Each module has a very tiny chip on one top corner on one side that contains the SPD information - that's the info the mboard's bios uses when you set settings in the bios Setup for the ram to "by SPD" or similar, or often it's set to that by default. The manufacturer is supposed to enter the proper info (codes) into that info - brand name ram usually has all, or nearly all, the info possible entered - generic ram may have only the minimum needed entered. CPU-Z may be reading that static unchanging SPD info, as well as providing actual readings otherwise.
In any case, the mboard's bios always auto sets all, or nearly all, the specs for the ram to the least specs of what the modules are rated for when there is more than one module installed, or to less if the user has set settings to specify less.

Your problem is very common, and was compounded by the fact Kingston changed the number of chips from that orginally specified for KVR400X64C25/512. In a very small number of cases, when a manufacturer halves the number of chips, the computer still sees the original requirements for the module memory organization as if it has twice as many chips, because the memory on the chips is still organized as expected, or the way the chips are wired up makes them seen that way to the main chipset.
Add to that the fact that it appears your 865 whatever chipset was never specified to support using KVR400X64C25/xxx but mboards with that chiposet series are specified to support using KVR400X64C3A/xxx or the KTMxxxx modules, as above.

Ram that works in another mboard , or any ram you buy or have lying around, may not work properly, or sometimes, not at all - even if it physically fits and is the right overall type (e.g. SDram, DDR, DDR2, etc.; PCxxxx, xxx mhz) for your mboard.
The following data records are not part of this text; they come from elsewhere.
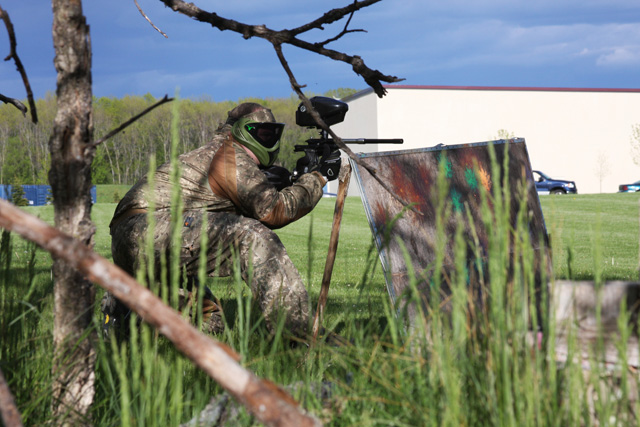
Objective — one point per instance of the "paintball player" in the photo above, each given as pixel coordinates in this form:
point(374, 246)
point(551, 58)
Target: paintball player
point(231, 191)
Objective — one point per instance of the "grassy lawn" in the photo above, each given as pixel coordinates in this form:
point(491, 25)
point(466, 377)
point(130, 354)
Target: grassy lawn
point(445, 375)
point(597, 234)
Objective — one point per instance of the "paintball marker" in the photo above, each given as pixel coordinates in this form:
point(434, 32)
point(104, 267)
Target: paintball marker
point(317, 150)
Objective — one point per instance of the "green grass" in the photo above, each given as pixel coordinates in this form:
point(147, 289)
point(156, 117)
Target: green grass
point(598, 232)
point(441, 372)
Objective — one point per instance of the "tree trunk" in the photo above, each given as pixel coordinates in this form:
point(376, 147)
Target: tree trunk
point(70, 179)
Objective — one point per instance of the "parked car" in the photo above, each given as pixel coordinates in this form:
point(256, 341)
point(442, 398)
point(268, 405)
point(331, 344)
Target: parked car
point(547, 185)
point(629, 188)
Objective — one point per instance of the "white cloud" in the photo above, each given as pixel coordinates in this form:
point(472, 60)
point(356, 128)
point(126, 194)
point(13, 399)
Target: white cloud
point(620, 56)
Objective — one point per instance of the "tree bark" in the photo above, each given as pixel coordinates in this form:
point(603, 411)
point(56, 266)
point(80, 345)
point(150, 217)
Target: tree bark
point(269, 403)
point(70, 179)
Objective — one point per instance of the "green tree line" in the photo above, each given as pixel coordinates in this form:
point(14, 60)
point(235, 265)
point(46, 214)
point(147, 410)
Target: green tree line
point(124, 158)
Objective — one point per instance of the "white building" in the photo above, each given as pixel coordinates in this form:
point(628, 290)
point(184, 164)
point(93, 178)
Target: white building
point(582, 135)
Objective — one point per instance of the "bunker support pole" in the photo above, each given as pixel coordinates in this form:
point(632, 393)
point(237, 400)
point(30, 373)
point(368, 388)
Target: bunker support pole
point(343, 186)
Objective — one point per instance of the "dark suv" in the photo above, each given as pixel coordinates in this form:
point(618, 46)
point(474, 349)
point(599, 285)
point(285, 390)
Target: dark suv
point(546, 185)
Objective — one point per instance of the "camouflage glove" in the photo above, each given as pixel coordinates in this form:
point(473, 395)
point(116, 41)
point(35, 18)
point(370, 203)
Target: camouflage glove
point(278, 176)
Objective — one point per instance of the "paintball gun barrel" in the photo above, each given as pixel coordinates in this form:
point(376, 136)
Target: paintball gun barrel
point(332, 111)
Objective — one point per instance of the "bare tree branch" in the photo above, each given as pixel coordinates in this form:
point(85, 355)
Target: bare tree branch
point(338, 141)
point(266, 401)
point(13, 54)
point(344, 31)
point(130, 121)
point(373, 78)
point(8, 409)
point(149, 20)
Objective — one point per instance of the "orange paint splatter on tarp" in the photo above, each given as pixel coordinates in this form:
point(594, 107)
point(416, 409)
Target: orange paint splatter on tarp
point(484, 178)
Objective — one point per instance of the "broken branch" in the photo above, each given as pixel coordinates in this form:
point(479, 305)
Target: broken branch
point(266, 401)
point(149, 20)
point(373, 78)
point(13, 54)
point(131, 120)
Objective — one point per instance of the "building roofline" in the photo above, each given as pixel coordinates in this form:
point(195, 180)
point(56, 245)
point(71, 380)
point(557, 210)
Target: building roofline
point(514, 88)
point(495, 88)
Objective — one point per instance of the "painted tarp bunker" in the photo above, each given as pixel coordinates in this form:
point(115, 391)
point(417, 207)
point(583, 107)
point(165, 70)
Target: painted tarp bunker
point(402, 233)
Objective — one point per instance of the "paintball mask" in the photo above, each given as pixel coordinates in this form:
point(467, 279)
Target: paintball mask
point(262, 138)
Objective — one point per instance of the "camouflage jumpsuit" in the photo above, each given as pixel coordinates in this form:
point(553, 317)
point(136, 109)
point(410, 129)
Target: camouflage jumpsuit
point(225, 193)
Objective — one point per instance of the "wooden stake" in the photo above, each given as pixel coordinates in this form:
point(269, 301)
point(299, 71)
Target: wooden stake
point(343, 186)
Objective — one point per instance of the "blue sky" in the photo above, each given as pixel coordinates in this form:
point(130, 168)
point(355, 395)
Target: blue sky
point(543, 43)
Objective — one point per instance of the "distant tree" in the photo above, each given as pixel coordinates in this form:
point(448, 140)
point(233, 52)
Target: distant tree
point(72, 148)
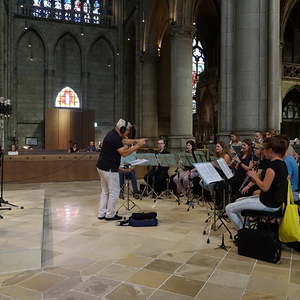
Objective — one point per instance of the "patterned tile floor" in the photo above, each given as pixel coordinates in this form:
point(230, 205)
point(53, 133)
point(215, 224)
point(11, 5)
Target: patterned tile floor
point(84, 258)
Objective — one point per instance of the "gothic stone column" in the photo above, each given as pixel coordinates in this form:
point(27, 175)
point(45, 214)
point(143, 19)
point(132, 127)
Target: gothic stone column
point(251, 44)
point(181, 126)
point(227, 42)
point(149, 120)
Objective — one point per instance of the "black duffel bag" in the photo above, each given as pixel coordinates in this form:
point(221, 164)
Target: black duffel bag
point(141, 220)
point(259, 243)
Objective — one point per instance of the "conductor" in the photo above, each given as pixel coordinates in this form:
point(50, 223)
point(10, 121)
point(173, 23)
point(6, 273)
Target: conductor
point(114, 146)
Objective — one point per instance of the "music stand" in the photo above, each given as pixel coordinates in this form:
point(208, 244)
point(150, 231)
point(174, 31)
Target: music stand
point(128, 203)
point(187, 160)
point(168, 160)
point(210, 176)
point(149, 160)
point(2, 201)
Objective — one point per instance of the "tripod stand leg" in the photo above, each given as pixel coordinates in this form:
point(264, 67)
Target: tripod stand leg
point(222, 246)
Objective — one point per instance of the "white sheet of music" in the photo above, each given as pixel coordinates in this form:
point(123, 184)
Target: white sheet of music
point(138, 162)
point(224, 167)
point(208, 173)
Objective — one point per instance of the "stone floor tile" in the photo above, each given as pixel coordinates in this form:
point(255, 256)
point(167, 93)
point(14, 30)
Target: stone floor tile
point(118, 272)
point(134, 261)
point(18, 292)
point(219, 292)
point(42, 281)
point(97, 286)
point(148, 278)
point(163, 266)
point(129, 292)
point(163, 295)
point(183, 286)
point(229, 279)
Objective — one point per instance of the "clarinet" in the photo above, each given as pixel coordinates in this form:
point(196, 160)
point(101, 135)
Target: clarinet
point(255, 168)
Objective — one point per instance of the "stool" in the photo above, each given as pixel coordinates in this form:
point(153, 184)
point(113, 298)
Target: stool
point(261, 215)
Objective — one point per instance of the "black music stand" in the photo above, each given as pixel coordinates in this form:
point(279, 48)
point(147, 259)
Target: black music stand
point(128, 203)
point(210, 176)
point(151, 161)
point(2, 201)
point(168, 160)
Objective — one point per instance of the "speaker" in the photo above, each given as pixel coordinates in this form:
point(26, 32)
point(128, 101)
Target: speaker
point(123, 128)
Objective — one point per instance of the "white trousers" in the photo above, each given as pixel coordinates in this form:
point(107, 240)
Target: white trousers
point(110, 191)
point(234, 210)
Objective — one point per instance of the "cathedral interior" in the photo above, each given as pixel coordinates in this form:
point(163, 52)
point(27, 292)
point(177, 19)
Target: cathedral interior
point(177, 70)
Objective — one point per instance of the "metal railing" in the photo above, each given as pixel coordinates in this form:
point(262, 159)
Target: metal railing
point(291, 71)
point(64, 15)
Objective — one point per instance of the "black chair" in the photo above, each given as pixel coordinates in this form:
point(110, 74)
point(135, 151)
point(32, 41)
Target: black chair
point(260, 216)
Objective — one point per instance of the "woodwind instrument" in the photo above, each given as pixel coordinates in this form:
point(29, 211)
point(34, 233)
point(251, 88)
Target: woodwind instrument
point(246, 180)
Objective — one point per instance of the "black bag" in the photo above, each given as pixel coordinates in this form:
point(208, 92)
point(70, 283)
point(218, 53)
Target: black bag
point(144, 216)
point(260, 244)
point(141, 220)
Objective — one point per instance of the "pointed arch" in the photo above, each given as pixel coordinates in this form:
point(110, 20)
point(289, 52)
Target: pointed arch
point(39, 34)
point(67, 98)
point(67, 65)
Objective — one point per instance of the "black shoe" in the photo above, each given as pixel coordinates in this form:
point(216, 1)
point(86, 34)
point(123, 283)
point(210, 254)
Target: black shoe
point(114, 218)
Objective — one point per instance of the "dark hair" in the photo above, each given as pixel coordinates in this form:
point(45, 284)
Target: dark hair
point(277, 145)
point(191, 142)
point(285, 139)
point(249, 143)
point(225, 149)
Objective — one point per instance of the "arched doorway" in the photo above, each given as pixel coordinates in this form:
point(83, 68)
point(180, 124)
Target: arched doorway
point(290, 125)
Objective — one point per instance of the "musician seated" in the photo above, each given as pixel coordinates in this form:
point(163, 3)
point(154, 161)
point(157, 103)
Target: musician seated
point(184, 175)
point(292, 167)
point(273, 187)
point(241, 164)
point(221, 151)
point(249, 187)
point(157, 176)
point(234, 142)
point(125, 170)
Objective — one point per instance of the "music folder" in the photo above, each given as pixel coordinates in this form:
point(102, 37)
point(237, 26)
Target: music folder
point(208, 173)
point(224, 167)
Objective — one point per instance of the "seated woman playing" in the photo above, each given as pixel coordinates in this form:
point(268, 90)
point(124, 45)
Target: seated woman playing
point(250, 188)
point(242, 164)
point(183, 177)
point(273, 187)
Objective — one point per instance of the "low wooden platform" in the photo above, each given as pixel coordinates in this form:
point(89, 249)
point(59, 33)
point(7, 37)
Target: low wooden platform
point(47, 167)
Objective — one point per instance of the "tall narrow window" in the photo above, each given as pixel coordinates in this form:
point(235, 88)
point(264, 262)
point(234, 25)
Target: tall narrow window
point(198, 67)
point(67, 98)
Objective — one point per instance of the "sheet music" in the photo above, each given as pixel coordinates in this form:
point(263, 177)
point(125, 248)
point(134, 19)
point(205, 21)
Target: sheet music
point(168, 160)
point(208, 173)
point(138, 162)
point(150, 158)
point(224, 167)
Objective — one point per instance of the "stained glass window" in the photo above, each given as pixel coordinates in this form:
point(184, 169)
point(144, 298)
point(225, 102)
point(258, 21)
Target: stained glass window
point(198, 67)
point(47, 3)
point(291, 111)
point(67, 98)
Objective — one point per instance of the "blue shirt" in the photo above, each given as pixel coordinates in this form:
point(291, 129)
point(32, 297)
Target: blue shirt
point(293, 171)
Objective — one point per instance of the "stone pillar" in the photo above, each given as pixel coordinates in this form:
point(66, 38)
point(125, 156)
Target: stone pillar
point(251, 44)
point(227, 41)
point(274, 84)
point(181, 127)
point(149, 120)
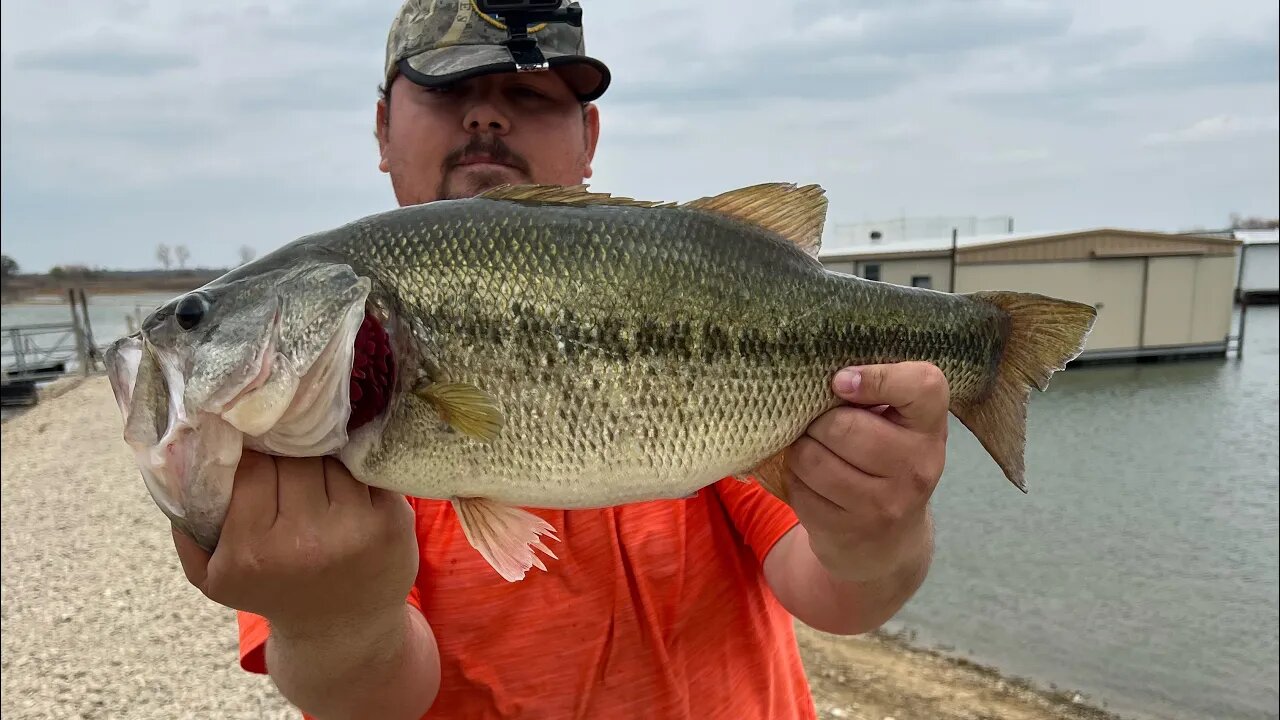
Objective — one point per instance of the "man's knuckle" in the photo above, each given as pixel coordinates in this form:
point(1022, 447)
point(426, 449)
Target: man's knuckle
point(846, 422)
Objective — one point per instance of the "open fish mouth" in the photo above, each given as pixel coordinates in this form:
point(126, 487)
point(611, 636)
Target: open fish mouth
point(187, 463)
point(188, 442)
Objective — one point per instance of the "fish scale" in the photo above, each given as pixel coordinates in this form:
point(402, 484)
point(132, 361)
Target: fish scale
point(557, 347)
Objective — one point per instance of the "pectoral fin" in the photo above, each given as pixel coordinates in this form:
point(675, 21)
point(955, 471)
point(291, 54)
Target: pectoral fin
point(465, 408)
point(504, 536)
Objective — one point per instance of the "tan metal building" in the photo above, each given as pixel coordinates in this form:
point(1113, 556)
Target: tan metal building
point(1157, 294)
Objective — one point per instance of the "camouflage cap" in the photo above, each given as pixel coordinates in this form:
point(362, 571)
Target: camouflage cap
point(435, 42)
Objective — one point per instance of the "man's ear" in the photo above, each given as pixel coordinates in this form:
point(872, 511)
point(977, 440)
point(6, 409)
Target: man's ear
point(590, 136)
point(382, 117)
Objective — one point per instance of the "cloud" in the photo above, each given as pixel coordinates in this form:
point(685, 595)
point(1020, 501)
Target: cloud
point(127, 123)
point(1216, 128)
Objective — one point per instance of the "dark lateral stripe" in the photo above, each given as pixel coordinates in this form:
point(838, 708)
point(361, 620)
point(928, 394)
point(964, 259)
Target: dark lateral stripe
point(822, 340)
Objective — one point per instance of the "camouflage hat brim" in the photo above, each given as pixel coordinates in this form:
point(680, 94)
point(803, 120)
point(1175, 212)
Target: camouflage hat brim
point(586, 76)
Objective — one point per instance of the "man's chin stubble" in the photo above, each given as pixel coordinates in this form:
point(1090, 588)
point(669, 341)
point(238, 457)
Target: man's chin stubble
point(461, 186)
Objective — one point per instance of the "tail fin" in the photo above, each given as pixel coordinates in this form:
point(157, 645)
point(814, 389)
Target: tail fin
point(1045, 335)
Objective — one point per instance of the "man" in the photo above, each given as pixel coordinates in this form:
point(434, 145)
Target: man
point(362, 605)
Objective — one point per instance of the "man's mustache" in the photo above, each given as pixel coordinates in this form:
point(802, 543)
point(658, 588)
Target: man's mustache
point(490, 146)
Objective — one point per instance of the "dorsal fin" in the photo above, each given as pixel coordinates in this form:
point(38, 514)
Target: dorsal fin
point(563, 195)
point(798, 213)
point(795, 213)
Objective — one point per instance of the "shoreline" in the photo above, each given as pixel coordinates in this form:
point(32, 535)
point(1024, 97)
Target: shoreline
point(22, 290)
point(106, 551)
point(886, 674)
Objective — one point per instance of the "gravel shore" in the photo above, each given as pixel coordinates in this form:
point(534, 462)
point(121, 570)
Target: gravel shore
point(99, 620)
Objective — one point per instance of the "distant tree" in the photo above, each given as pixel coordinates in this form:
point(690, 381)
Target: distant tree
point(1239, 222)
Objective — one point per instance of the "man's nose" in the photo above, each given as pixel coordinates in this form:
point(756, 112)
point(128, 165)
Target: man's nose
point(485, 117)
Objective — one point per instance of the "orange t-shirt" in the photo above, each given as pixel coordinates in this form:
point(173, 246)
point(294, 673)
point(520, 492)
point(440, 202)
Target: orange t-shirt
point(653, 610)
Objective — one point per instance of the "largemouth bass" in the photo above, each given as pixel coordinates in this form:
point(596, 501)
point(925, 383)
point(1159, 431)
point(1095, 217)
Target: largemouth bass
point(545, 346)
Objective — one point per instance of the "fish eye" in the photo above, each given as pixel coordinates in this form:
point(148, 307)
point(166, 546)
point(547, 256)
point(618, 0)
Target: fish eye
point(190, 310)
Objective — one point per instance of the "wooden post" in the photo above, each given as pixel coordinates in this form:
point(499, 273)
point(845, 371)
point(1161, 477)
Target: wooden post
point(88, 331)
point(951, 286)
point(78, 331)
In the worst cases of incompatibilty your mboard WILL NOT BOOT all the way with it installed, and the mboard may not even beep - the ram has to be compatible with the mboard's main chipset, or in the case of recent mboards, compatible with the memory controller built into the cpu.

You should always look up which modules are specified to work for sure BEFORE you buy them, otherwise it's a crap shoot whether modules you try will work properly.

See response 5 in this for some info about ram compatibilty, and some places where you can find out what will work in your mboard for sure:
Correction to that:

Once you know which module ID strings work in your mboard, you can get them from anywhere you like that has ram with those ID strings.

If you have brand name ram, it is usually easy to look up whether it's ID string is in a list of compatible modules found by using your mboard or brand name system model number.
If the ram is generic, that may be difficult or impossible.